For a scenario in which no replicates are available, the confidence interval cannot be determined at the dose level. However, the P value of the average synergy score of the whole dose–response matrix can still be derived by pooling the synergy scores together and then comparing them to zero. For both scenarios, we report the overall P values of synergy and the confidence intervals at the dose-specific level when replicates are available. We test the accuracy of the bootstrapping with the simulation (File S1) and show that the P values for synergy scores determined from bootstrap are highly correlated with the true P values (Figure S1).

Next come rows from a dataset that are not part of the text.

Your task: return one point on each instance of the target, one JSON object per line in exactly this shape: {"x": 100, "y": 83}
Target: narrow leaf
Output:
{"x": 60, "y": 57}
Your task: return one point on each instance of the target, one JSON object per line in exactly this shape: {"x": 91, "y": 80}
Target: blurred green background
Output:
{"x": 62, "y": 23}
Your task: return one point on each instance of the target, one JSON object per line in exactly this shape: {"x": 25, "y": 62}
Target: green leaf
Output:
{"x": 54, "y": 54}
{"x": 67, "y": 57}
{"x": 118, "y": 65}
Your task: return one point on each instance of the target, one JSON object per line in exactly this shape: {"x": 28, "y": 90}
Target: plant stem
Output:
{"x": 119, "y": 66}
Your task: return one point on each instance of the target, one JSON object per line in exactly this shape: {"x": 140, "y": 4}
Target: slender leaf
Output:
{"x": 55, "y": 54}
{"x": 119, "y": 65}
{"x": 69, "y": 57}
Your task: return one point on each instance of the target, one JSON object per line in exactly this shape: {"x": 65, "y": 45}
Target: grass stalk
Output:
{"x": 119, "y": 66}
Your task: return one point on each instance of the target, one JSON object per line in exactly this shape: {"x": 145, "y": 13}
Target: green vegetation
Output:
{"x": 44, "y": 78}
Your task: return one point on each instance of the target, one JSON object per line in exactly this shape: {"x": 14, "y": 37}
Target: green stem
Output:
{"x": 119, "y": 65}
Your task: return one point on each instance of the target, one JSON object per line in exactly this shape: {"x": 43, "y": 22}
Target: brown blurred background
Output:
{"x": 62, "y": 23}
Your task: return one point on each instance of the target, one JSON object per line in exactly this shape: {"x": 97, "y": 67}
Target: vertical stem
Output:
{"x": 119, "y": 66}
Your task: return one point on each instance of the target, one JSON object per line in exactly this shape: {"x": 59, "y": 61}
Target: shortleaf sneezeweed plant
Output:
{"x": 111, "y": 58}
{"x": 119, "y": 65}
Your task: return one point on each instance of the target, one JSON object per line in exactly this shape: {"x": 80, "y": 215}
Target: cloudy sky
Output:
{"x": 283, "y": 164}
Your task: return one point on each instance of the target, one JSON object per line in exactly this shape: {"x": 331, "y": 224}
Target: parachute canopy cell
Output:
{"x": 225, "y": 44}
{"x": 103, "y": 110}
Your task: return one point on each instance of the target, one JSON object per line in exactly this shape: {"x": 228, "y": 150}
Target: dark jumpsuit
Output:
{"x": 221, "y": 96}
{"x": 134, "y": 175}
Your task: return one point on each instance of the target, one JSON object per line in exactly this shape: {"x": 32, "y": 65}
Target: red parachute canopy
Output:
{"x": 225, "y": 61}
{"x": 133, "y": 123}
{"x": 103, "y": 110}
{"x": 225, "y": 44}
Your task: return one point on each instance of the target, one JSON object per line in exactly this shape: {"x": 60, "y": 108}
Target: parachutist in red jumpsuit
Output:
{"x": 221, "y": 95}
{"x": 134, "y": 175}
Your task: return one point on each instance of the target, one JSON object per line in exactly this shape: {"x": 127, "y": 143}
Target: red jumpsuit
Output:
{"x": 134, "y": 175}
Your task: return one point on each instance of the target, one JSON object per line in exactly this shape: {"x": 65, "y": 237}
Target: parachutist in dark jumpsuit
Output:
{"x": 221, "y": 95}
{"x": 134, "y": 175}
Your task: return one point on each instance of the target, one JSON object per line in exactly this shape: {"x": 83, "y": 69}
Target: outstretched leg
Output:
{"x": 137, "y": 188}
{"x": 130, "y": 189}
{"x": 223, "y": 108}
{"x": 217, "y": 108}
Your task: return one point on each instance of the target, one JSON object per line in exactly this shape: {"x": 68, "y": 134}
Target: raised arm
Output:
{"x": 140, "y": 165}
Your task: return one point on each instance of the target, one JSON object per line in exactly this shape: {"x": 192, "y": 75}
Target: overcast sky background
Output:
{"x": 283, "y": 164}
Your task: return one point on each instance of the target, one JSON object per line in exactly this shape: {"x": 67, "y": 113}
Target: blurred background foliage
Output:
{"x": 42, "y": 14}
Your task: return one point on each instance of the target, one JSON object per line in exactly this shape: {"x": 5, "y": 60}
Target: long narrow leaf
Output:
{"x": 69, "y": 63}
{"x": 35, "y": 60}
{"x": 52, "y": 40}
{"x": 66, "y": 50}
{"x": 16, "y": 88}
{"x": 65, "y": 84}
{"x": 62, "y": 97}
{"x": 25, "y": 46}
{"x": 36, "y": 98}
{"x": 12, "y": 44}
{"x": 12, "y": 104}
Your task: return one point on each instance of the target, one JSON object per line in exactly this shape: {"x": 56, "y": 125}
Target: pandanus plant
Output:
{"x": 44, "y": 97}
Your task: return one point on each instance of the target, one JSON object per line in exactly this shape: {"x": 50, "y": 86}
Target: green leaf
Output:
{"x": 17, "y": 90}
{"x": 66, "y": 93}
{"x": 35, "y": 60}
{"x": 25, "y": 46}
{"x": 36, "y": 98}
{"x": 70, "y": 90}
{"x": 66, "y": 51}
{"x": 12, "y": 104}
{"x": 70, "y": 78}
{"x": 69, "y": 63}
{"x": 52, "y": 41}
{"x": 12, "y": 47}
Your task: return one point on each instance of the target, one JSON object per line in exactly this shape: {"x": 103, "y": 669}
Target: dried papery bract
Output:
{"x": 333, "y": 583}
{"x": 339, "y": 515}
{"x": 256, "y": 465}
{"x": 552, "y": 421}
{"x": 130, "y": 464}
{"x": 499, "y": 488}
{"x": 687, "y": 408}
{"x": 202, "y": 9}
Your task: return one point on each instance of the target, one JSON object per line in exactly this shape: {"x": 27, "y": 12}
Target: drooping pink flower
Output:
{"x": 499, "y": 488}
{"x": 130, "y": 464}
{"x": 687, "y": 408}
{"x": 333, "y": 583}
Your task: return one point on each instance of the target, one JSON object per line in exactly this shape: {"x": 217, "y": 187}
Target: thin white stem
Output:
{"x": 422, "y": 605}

Harmonization of multiple synergy models

As the SynergyFinder R package provides four synergy models (i.e., HSA, BLISS, LOEWE, and ZIP) that differ in their null hypotheses of non-interaction, the synergy scores do not necessarily coincide with each other for a given dataset. To provide a more harmonized representation of the synergy score results, we introduce a novel tool to enable a more systematic comparison of the synergy scores. We leverage the implementation of the four models to derive the expected response of non-interaction (i.e., yHSA, yBLISS, yLOEWE, and yZIP). Because all the expected responses share the same unit as the observed response (i.e., % inhibition), we may utilize a synergy barometer to compare these values. The expected and observed responses for a given combination at a specific dose are positioned on the same scale. With such a tool as the synergy barometer, one can evaluate the degree of synergy of a specific model and easily understand the differences in the results. A strong synergy should be concluded if the observed response goes beyond the expected responses of all the four models.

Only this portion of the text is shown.